Sacrifice Cave


A sacrifice cave is sacrificed to the public interest in cave visits, in the hope to keep people busy and protect all other caves this way.

This has nothing to do with sacrifices inside a cave, the cave itself is sacrificed, which is actually a rather turgid way of putting it. If you visit caves that have been visited for centuries, you will find many remnants of previous visitors, that is graffiti, rubbish and chipped speleothems. By the middle of the 20th century, cave explorers had had enough and started closing off well-visited caves on a large scale with iron grids. This has two obvious disadvantages, it costs a lot of money and labour, and the more criminal cave hyenas get a kick out of cracking them. There are a few other problems, most notably the problem that cavers are also locked out and have to find out which caving club has the key first. And the other is that it gives cavers a bad reputation, an air of secret society, which is exactly the opposite of what they do.

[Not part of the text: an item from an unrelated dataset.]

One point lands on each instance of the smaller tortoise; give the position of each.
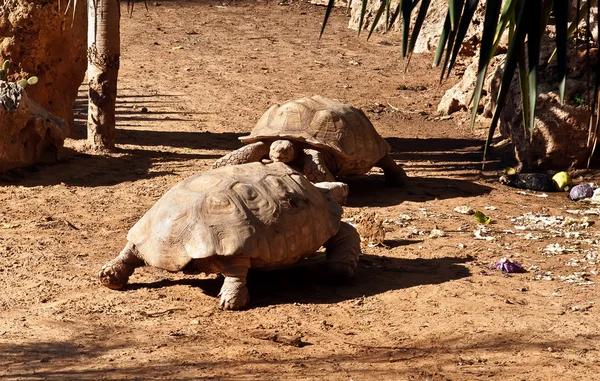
(228, 220)
(323, 137)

The counter reaction was the establishment of sacrificial caves, i.e. caves that are conveniently located, easy to reach, reasonably interesting and not dangerous. These were then even promoted a little, signs were put up and a board with a cave map and background information was placed at the entrance. The tourism office was allowed to include them in their brochures. Suitable objects were above all those which contained no archaeological sediments and hardly any dripstones. These were then often the caves that had been freely accessible for many years anyway. Sometimes dangerous places were also made secure or closed, or made safer with a permanently installed ladder.

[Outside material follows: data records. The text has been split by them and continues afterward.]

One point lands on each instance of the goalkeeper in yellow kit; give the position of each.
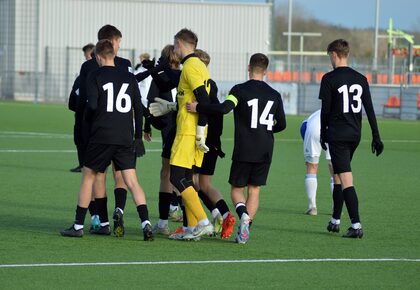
(189, 146)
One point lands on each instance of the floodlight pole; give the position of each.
(375, 56)
(301, 35)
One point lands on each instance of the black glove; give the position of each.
(148, 64)
(377, 146)
(138, 147)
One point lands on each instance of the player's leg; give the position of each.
(85, 196)
(165, 197)
(311, 185)
(101, 205)
(181, 178)
(139, 197)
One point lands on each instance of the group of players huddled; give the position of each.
(183, 105)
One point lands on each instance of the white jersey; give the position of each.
(311, 142)
(144, 86)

The sad result of this strategy, however, became obvious after only a few decades: these caves were sacrificed to destruction and vandalism completely unnecessarily. Vandalism increased continuously, but knowledge about caves or cave protection did not. And so, in the 1990s, voices arose that fundamentally rejected the concept of sacrificial caves. They concluded that people who go into caves and are allowed to break off stalactites only learn one thing, namely that it is okay to take stalactites as souvenirs. Instead of teaching people vandalism, cavers started teaching awareness and responsibility. Sacrificial caves have been replaced by offers of cave trekking tours, where participants receive a safety briefing, learn the necessary techniques, but also basic geological knowledge and, above all, the idea of nature conservation. American speleologists summarised the concept in three concise rules 50 years ago:

Take nothing!

Leave nothing!

Destroy nothing!

The task of the caving guides is now to explain these three rules in detail.